今回は真面目なお話を少々!
歯科医師会発行の雑誌から少しばかり引用しながら歯周病について綴ることにしましょう。
私たちが歯を失う原因のトップは、虫歯では無くなんと歯周病であることをご存知でしたか?
歯周病が進行するにつれて歯肉の腫れ、出血、グラつきに悩まされ快適な食生活を送る上で大きな障害となります。ゆえに、歯周病の早期発見、治療は大変大切なことになってきます。
しかしながら、日本人の成人7~8割が罹患しているにもかかわらず、歯科医院を受診しているのは10人に一人であり、歯周病を放置している人が如何に多いかわかると思います。
1990年代後半に、歯周病罹患者は心臓血管疾患、脳梗塞や呼吸器疾患の発症頻度が高いことが判明し、また早産(37週未満の出産)や低体重児出産率(2500g未満の出産)も高く、さらに糖尿病の人では血糖値のコントロールが困難になると報告されるようになったそうです。
これに加え近年では、歯周病と癌、関節リウマチ、肥満、バージャー病などとの関連も報告され、口の中の状態と全身疾患との関連がより密接なものであることが明らかにされてもいます。

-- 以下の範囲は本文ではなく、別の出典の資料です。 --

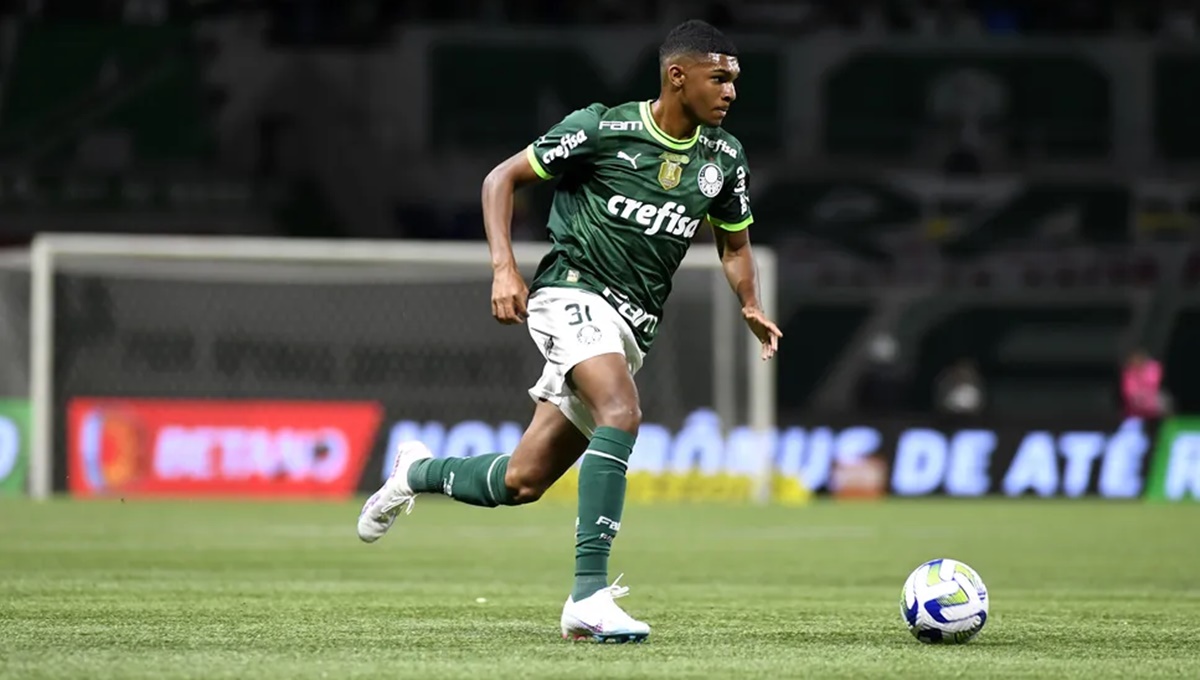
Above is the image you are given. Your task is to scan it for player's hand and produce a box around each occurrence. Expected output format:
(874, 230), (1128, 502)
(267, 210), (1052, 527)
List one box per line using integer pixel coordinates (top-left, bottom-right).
(492, 266), (529, 325)
(742, 307), (784, 361)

以前、糖尿病と認知症との関連についても綴ったことがありますが、実際のところ私が審査員を務めている介護保険認定審査会で要介護度判定に使用する資料にも脳梗塞、糖尿病、認知症の病名がほとんどの審査資料に書かれています。当院では、歯周外科手術をすることで、重度歯周病の歯でもなんとか抜歯にならないよう努めているし、軽快すれば定期的に受診してもらうことで口腔内の健康維持の手助けをしていると自負しています。
しかしながら、圧倒的多数の日本人が歯周病に罹患していても歯科医院に足を運んでいる人の割合が1割では健康長寿を呼びかけてみても限界があります。まさか、こちらから「あなたは重度の歯周病です!絶対直さないといけません!」といって家や職場まで押し掛けるわけにもいきませんからね!
このところ介護保険の申請者が急増していて、この状態が続けば抜本的な改革が必要になりそうとの議論が出ているのも現実です。
これを読んだあなた、是非とも歯科医院を訪れて下さい。